2011 will be lackluster, she said, but that does not mean California is not improving.
“We are almost two years into a price recovery. The problem is not to look at 2007 as the normal market that you are moving back up to, because it wasn’t a normal market. We are back in an underwriting environment that actually makes sense.”
“You are seeing prices recovering throughout the state,” she added. “It is just going to take time.”
• Bruce Norris, president of Norris Group in Riverside, expects home prices to fall 5% in 2011.
The real estate slump has been good to Norris, an investor in foreclosed homes. But he believes the market is being artificially boosted by government programs and is set to fall further this year.
“We are in an artificial recovery,” Norris said. “It’s government controlled and manipulated. We have extremely favorable interest rates that we really should not have, based on our debt. We have supported real estate with tax rebates, and we have prevented inventory from showing up by allowing people to be two and three years behind on their mortgages.”
Foreclosed homes, in particular, are being kept off the market through loan modification attempts and other policies.
“You’ve had a slew of programs trying to prevent inventory from showing up, and that prevents reality from happening,” Norris said. “It’s definitely standing in the way of the natural process.”
What does the housing market need most?
“Demand for houses,” Norris said. “Somebody able to qualify for a loan and actually being able to get it. And that’s why it is not going to happen.”
• Emile Haddad, chief executive of FivePoint Communities Inc., expects home prices to “stabilize” in 2011 but declined to make a specific price prediction.
Determining whether the housing market is on steady footing is essential to developers such as Haddad, the former chief investment officer for Lennar Corp. Haddad, along with Lennar, is now part owner of FivePoint, which is managing the development of the Valencia community in Los Angeles County and other high-profile projects. He believes a recovery has yet to take hold in California.
“We are bumping along the bottom,” Haddad said. “And that is a good thing, because that is the first thing that you need in order to start seeing a housing recovery. You need to have a period where values are not going down and the trend is moving in a different direction.”
California’s coastal markets will come back once the job market returns, he said, lifting consumer confidence. But California’s inland areas are more likely to lag behind, and builders will have to reconsider the kind of product they offer in such places.
“In the Central Valley, values have changed a lot,” Haddad said. “You are not going to be able to really have enough depth in the market to sell large, expensive homes, because the ceiling of value is way down.”
“If you pick on a market like Orange County,” he said, “it is still a place that once people feel confident…. I believe people will be out buying homes.”

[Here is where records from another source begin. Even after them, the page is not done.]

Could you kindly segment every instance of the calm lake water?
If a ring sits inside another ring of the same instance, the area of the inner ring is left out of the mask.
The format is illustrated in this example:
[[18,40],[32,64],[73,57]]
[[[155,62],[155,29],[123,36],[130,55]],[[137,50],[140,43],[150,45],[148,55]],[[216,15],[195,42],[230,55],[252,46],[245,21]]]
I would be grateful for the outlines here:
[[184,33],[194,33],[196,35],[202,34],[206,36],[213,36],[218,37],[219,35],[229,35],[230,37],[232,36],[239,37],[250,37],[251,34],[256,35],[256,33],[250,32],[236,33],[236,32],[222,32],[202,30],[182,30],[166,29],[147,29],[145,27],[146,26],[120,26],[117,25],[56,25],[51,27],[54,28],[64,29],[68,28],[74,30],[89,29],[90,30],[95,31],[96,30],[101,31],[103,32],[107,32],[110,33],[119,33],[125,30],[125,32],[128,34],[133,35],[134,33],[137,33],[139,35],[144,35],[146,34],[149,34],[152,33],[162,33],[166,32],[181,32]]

Affordability is working in the market’s favor.
“We have a mortgage environment that is more favorable — the rates are down — but people are not able to get mortgages, and that is not helping. The most important thing we need is jobs and job creation.”
“Affordability is something I look at, and obviously that is a very attractive metric right now…. There is a value proposition out there right now that is very attractive, that we haven’t seen in four decades.”
• Christopher Thornberg, founding principal of Beacon Economics, predicts home prices will remain flat in 2011.
Once a senior economist for the UCLA Anderson Forecast, Thornberg was one of the first to predict the housing crash, pointing to prices that were way out of line with what people earned.